Given two orthogonal projections $P,Q$ on a Hilbert space $H$ there exist an orthogonal sum decomposition $H=H_{0,0}\oplus H_{1,0}\oplus H_{0,1}\oplus H_{1,1}\oplus K\oplus K$ having the following properties. $H_{i,j}$ are invariant under $P$ and $Q,$ restriction of $(P,Q)$ onto $H_{i,j}$ is $(i\cdot Id,j\cdot Id),$ and $$P|_{K\oplus K}=\begin{pmatrix}I & 0\\ 0 & 0 \end{pmatrix},\ Q|_{K\oplus K}=\begin{pmatrix}B & (B-B^2)^{1/2}\\ (B-B^2)^{1/2} & I-B \end{pmatrix},$$ where $B$ is a selfadjoint operator on $K$ such that $0<B<I.$ (Strict inequalities mean that $0,1$ are not eigenvalues of $B.$)

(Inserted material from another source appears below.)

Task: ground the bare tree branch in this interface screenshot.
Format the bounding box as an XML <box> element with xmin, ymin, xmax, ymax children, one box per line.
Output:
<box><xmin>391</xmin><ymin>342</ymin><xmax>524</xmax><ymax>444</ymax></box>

The space $S$ is $H_{1,1}.$ Hence $S^\perp=H_{0,0}\oplus H_{1,0}\oplus H_{0,1}\oplus K\oplus K.$ Operator $PQP$ restricted to $S^\perp$ equals to $0\oplus 0\oplus 0\oplus B\oplus 0.$ Since $K$ is finite-dimensional, the strict inequalities $0<B<I$ mean that $\varepsilon I<B<(1-\varepsilon)I$ for some $\varepsilon>0.$ Hence $||PQP|_{S^\perp}||=1-\varepsilon.$